On the surface, Weil and Geil have little in common as far as German producers go. Robert Weil is probably second to only Egon Muller among German producers in terms of the prices they charge, which is why I have bought and tried very few of their wines thus far (especially when Leitz' wines cost much less). That being said, the quality of their wines is quite high, and they are considered by many to be the best in the Rheingau.
Geil, on the other hand, is an up-and-coming Rheinhessen producer who charges very reasonable prices. The Geil Riesling cost less than half of what the Weil retails for. Additionally, Geil makes some good QPR Scheurebe and Muskateller; I have also heard very positive things about their Silvaner, but have yet to find it. Although Geil may not be any threat to Keller in terms of Rheinhessen greatness, they still deserve recognition as perhaps the best value producer in their region.
2011 Oekonomierat Johann Geil I. Erben Bechtheimer Riesling Spätlese “S”
From Bechtheimer Geyersberg, though only the name of the village is on the label. Chalky/mineral nose. Full, ripe, round, off-dry, with moderate glycerin/acidity; tastes of tropical fruits, apricots, and citrus fruits, with floral/mineral notes. Very good. I also really like the new blue labels that Geil has inaugurated with this vintage.

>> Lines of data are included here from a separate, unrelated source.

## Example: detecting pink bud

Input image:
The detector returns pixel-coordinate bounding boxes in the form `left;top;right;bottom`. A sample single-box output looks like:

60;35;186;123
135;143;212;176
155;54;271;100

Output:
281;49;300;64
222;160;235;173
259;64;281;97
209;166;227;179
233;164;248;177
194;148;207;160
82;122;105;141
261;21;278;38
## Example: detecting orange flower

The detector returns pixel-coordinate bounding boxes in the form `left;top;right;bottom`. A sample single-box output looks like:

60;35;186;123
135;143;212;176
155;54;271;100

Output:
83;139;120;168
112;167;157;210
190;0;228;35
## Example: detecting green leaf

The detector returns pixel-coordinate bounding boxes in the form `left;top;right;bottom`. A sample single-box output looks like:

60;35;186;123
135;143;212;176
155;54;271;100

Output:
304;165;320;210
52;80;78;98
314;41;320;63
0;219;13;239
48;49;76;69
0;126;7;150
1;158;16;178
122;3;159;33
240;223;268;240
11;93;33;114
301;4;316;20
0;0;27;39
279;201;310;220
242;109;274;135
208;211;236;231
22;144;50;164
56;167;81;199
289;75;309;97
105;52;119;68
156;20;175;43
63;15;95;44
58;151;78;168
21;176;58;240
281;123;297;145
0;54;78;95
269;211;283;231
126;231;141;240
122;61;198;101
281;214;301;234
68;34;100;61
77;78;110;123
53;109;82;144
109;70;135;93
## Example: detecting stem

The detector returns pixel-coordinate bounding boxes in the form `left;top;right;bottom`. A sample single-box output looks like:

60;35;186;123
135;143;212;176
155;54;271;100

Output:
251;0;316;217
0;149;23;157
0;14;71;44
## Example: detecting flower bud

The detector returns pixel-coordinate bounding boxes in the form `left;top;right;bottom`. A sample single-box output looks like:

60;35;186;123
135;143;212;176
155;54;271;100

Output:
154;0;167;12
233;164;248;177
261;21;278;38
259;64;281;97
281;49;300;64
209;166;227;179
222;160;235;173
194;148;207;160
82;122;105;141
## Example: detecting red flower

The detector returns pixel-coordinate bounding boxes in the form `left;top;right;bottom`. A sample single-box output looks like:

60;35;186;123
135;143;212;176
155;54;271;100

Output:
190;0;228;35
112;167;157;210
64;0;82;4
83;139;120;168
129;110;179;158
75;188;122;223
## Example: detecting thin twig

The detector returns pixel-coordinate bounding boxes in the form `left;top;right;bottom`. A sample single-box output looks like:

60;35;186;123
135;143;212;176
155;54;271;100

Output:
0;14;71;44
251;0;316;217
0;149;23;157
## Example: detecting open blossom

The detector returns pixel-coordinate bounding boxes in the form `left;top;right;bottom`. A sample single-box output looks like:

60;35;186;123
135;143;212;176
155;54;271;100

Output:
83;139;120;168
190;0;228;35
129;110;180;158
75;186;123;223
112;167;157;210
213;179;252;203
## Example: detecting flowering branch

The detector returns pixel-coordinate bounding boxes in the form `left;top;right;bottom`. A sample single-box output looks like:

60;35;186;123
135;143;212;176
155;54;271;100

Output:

2008 Robert Weil* Kiedricher Turmberg Riesling Trocken
Rather mineral, citrusy, slightly earthy/spicy nose. Medium to full-bodied, round, ripe, bone dry; fruitier than many Trockens, in an elegant, compact style. Although there is a crisp, mineral edge here, the geology takes a backseat to the fruit here. Full of apricot, pink grapefruit, and watermelon flavors, with floral notes, becoming more citrusy on the finish. No comment on the label here, except that Weil is an example of why you should buy based on the inside, rather than the outside of the bottle.
* One criticism that I have read of Robert Weil in the past is their supposed reliance on cultured yeasts. Now, I see that the website for Loosen Bros. (Weil’s current importer) mentions that at least all of the top dry wines are made with native yeasts. Presumably, by implication, at least the estate Rieslings are still being made with cultured yeasts. I don't know about their single-vineyard QmP Rieslings, but would be quite surprised if any of their top wines from the Gräfenberg used any manufactured yeasts in this day.